In Zeiten von kostenlosem Hin- und Rückversand als Standard im eCommerce ist das natürlich eine versteckte Strafzahlung für Online Shopping. Es ist gleichzeitig aber auch ein Anreiz für den Kunden einen Markt zu besuchen. Denn im Shop wird versucht, dem Kunden die Selbstabholung schmackhaft zu machen. Bestellen im Internet, Abholen im Markt. Das Fehlen von Cross- und Up-Selling im Online Shop wurde vielfach kritisiert, dürfte aber Absicht sein. Denn wo der Kunde schon mal im Markt ist und seinen LED-TV abholt, ist er sicher empfangsbereit für Angebote. Kabel, Festplattenrecorder, Heimkino-Soundanlage – hier liegt der Multichannel-Schatz für den einzelnen Marktleiter begraben.
Der ROPOff-Kunde sucht vergebens
Möchte man Media Markt in Sachen Online-Strategie unbedingt etwas vorwerfen, dann böte sich das Ignorieren des ROPOff-Kunden an. ROPOff steht für Research Online, Purchase Offline. Kunden recherchieren online und treffen eine Kaufentscheidung, den eigentlichen Kauf erledigen sie aber offline. Wie diverse Studien von Google (das Unternehmen hat die Abkürzung auch erfunden) belegen, ist der Anteil der ROPOs an den Gesamtkäufen immens.
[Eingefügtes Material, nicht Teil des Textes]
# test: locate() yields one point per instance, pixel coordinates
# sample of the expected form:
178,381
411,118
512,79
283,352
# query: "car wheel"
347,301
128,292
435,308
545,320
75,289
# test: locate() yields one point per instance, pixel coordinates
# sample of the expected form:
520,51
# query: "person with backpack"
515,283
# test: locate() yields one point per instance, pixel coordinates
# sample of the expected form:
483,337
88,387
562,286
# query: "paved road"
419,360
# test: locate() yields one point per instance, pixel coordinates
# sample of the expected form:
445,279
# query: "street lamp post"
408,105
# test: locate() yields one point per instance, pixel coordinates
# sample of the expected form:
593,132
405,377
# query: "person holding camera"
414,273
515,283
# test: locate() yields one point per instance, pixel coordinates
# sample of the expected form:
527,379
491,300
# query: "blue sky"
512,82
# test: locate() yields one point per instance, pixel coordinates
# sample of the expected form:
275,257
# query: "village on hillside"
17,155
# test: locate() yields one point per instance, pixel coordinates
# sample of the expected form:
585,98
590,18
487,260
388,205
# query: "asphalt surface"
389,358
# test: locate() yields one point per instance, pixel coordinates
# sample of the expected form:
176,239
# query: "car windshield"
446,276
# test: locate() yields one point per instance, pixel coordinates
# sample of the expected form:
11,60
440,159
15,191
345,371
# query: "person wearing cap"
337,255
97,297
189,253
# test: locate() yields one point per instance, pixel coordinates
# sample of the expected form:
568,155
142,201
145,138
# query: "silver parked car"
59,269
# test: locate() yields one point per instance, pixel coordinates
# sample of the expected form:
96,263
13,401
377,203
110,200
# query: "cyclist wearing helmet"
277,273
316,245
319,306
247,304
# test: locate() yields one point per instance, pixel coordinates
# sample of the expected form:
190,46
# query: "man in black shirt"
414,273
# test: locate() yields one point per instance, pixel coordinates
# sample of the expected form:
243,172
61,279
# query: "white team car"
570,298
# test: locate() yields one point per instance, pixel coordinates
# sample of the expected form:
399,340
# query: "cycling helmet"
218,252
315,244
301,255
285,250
Die Ergebnisse sind natürlich etwas mit Vorsicht zu genießen, schließlich hat Google ein großes Interesse daran, die Wirkung von „Online“ auf „Offline“ in den Vordergrund zu schieben. Dennoch sollte klar sein, dass ROPOff in der Media Markt-Branche auf den Löwenanteil der Käufer zutrifft. Media Markt hingegen geht von einem Kunden aus, der gerne offline beraten werden möchte – an der Hotline oder in der Filiale. Für den ROPOff-Kunden ist der Online Shop von Media Markt wenig hilfreich; der Vergleich von Produkten ist schwierig und findet im Shop quasi nicht statt.
Auch die sehr begrenzte Produktzahl im Online Shop schlägt in diese Kerbe. Für viele Produkte muss der Kunde nach wie vor den Markt aufsuchen. Dennoch sollte die Leistung von Media Markt hier nicht unterschätzt werden – die 2.500 Produkte, die im Shop angeboten werden, müssen immer auch in jeder deutschen Filiale vorrätig sein, eine große logistische Herausforderung. Ist der Shop-Kunde in der Filiale, dann hat Media Markt sein Ziel erreicht; Über Service-Leistungen und Kundenbindung kann dann jeder Marktleiter sein Möglichstes tun, um die zusätzlichen Potentiale, die die Online-Käufe ihm bieten, auszuschöpfen – und den Multichannel-Ansatz funktionieren zu lassen.